The laughing Buddha represents a return to a simpler attitude towards the religion of Buddhism. Not too long after the spread of Siddhatha Guatama’s teachings to China it was thought that the religion had become too pious and sanctimonious. The jolly laughing figure represents living more truthfully and in touch with the world, celebrating the extraordinary nature of normal life.
| “we are shaped by our thoughts; we become what we think. When the mind is pure, joy follows like a shadow that never leaves”
Who is the Laughing Buddha?
That famous, euphoric depiction is named the “Budhai” (Known in Japanese as “Ho-tai”). Budhai is based on an 8th century Chinese monk called Quieci; and was proclaimed after his death to be the re-incarnation of Siddhatha Guatama, the founder of Buddhism; and also the incarnation of the Maitreya Boddhisatva or the future prophesied enlightened one. (Don’t worry if all the different Sanskrit names seem overwhelming, the best is yet to come) His obesity served as a disguise, as his real form was thought to be so handsome even a man would not be able to resist. In spite of his obesity and disheveled appearance, he moved gracefully and also spent most of his religious life entertaining children. He is first and foremost a protector and patron of the poor and weak.
| “those who are free of resentful thoughts surely find peace”
Generosity = Happiness
A loving heart fills humanity and it’s people with warmth. In the same way that a candle shines in the dark even when viewed from far away, a warm heart glows like a beacon for all to see, and is never forgotten. A loving heart allows it’s bearer tolerance and kindness.
Seeing underneath petty differences and minor flaws allows the owner of a warm heart to see the intrinsic good in humanity so that it may be appreciated. A good belly laugh in the Budhai style transcends all boundaries and melts away tension, stress, worry and conflict. Try it yourself. Remember back to when you had a really good belly laugh. Add this tip to your inventory for when times get tough. Have, a really good laugh.

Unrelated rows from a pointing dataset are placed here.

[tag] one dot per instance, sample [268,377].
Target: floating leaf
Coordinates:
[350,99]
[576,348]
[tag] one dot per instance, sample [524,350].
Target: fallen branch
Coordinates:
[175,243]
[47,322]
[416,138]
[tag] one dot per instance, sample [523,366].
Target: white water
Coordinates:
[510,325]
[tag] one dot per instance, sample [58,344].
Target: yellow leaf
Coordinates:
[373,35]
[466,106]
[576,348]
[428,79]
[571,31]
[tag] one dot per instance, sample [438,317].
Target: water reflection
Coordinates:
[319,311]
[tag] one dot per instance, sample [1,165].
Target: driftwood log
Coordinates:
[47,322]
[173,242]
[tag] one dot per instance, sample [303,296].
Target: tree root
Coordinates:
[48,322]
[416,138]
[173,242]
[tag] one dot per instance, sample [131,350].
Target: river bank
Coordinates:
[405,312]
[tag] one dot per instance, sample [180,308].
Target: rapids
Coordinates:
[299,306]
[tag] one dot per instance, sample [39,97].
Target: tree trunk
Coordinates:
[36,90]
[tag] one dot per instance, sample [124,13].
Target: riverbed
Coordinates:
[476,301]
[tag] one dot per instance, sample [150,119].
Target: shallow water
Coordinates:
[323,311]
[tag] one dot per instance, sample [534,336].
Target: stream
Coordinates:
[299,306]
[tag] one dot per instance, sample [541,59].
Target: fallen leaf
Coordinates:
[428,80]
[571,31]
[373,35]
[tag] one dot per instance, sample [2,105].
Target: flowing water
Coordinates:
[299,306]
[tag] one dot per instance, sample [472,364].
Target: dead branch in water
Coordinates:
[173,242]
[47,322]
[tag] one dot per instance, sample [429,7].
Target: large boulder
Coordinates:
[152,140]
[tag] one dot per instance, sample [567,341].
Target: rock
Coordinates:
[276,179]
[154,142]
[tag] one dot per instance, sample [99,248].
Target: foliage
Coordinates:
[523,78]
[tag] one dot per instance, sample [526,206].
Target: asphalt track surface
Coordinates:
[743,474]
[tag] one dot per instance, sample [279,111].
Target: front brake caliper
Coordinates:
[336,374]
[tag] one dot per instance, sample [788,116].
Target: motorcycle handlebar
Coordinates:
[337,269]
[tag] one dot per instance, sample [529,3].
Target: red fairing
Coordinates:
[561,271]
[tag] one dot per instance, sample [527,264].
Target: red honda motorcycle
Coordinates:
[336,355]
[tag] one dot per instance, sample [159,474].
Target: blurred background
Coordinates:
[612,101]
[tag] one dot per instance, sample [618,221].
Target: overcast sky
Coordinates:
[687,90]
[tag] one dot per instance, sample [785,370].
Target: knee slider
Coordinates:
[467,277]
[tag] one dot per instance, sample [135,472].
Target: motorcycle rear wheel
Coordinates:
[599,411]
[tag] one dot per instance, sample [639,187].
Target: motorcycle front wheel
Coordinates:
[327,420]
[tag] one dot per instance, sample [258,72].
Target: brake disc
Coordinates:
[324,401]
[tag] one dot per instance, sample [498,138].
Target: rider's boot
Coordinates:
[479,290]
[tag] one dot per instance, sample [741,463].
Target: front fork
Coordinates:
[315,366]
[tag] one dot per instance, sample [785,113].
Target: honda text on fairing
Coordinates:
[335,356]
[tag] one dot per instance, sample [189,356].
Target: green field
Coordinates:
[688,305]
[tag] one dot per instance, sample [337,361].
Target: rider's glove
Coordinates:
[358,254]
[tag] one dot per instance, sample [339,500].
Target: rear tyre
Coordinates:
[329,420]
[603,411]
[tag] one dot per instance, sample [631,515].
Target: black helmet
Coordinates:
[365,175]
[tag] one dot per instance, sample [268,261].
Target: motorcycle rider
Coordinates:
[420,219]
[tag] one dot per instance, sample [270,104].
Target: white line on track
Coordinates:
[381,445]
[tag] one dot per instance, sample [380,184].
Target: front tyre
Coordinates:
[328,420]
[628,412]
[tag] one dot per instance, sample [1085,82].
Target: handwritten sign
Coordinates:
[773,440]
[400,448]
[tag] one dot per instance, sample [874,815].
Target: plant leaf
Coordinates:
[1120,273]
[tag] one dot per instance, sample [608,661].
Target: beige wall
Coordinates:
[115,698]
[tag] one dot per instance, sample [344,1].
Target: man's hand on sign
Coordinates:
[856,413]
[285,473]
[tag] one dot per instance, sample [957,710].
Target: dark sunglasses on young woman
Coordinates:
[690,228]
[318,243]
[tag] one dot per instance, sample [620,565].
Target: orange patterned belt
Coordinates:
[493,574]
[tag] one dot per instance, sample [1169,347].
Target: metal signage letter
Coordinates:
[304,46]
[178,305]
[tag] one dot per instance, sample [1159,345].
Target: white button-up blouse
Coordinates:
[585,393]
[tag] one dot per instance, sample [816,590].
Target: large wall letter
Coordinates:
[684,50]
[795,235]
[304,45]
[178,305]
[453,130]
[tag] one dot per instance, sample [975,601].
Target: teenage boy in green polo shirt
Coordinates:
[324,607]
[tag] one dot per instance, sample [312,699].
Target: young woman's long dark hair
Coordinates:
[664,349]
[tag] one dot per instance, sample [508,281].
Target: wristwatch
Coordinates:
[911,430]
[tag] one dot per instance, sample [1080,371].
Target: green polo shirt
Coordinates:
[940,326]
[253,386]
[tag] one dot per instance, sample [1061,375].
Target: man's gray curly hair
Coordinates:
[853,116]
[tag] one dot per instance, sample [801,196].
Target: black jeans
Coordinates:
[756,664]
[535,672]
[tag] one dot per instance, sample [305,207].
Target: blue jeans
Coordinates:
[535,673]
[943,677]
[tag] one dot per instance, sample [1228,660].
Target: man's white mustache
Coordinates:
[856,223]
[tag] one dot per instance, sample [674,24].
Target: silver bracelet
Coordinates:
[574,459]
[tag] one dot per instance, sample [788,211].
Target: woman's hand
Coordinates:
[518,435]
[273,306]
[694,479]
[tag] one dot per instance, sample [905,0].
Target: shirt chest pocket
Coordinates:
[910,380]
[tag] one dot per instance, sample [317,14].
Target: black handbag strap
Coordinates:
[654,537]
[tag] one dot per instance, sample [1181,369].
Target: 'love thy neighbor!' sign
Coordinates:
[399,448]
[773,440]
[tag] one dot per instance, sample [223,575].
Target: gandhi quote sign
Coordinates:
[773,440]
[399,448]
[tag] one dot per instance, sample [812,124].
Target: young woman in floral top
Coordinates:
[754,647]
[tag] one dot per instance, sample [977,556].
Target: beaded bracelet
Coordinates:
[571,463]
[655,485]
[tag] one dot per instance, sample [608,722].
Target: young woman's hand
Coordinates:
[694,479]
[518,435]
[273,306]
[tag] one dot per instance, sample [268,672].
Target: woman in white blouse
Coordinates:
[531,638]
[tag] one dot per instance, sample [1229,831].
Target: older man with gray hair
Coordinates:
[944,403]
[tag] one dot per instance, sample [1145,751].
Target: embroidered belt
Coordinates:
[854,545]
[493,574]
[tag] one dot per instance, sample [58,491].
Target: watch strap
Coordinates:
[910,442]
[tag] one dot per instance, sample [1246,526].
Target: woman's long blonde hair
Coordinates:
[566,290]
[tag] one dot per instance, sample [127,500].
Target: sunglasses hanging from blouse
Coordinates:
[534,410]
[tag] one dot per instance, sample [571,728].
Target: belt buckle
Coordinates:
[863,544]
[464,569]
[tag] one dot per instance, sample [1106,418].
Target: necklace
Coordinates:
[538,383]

Resent and anger are emotions that tear people apart. Buddhism teaches tolerance and love. If we have both of those, then we truly can smile like Buddha.
| “as a solid rock is not shaken by the wind, a wise man is not ruffled by praise nor blame”
The last lesson, is that you yourself are just as deserving of your own love that everybody in the world. Buddhism teaches this self respect.
The interpretation of whom the laughing Buddha represents is open to debate, and depends largely on whether it is a Chinese, Theraveda or Mahayana Buddhism.